PARIS (Reuters) - French bank Societe Generale (PA:SOGN) nominated former ECB central banker Lorenzo Bini Smaghi as its chairman on Monday, splitting the role off from the Chief Executive Officer's job.
Frederic Oudea will retain the position of CEO, while Bini Smaghi will become chairman at the bank's annual shareholders' meeting on May 19, Societe Generale said in a statement.
The only big French bank not to have split the two roles until now, Societe Generale was expected to make the separation in line with recent corporate governance recommendations from employers associations AFEP and Medef.
"This change in corporate governance, prepared in 2014, meets the requirements applicable to banks in Europe," the bank said.
"Taking place just after the group successfully joined the European Banking Union, and in an increasingly demanding economic, competitive and regulatory environment, it will allow Societe Generale to continue implementing its strategy and its transformation."

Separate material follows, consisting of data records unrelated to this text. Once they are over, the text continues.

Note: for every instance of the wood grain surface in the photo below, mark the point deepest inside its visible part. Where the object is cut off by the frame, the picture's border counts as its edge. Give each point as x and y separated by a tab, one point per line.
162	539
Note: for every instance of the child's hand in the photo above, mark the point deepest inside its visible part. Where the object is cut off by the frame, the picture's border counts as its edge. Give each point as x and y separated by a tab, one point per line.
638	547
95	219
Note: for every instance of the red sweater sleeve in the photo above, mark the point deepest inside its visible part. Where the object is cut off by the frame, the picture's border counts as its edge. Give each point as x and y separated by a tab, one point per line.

An Italian with a doctorate from the prestigious economics department of the University of Chicago, Bini Smaghi was an executive board member of the European Central bank from June 2005 to December 2011.
He left the central bank well before it became the single supervisor of euro zone banks in November and he has since called for more ECB monetary easing and been critical of budget austerity.
Societe Generale said that GDF Suez Chief Executive Gerard Mestrallet and SNCF executive Barbara Dalibard would also join the bank's board.
Mestrallet heads the Europlace lobby that promotes Paris as a financial centre.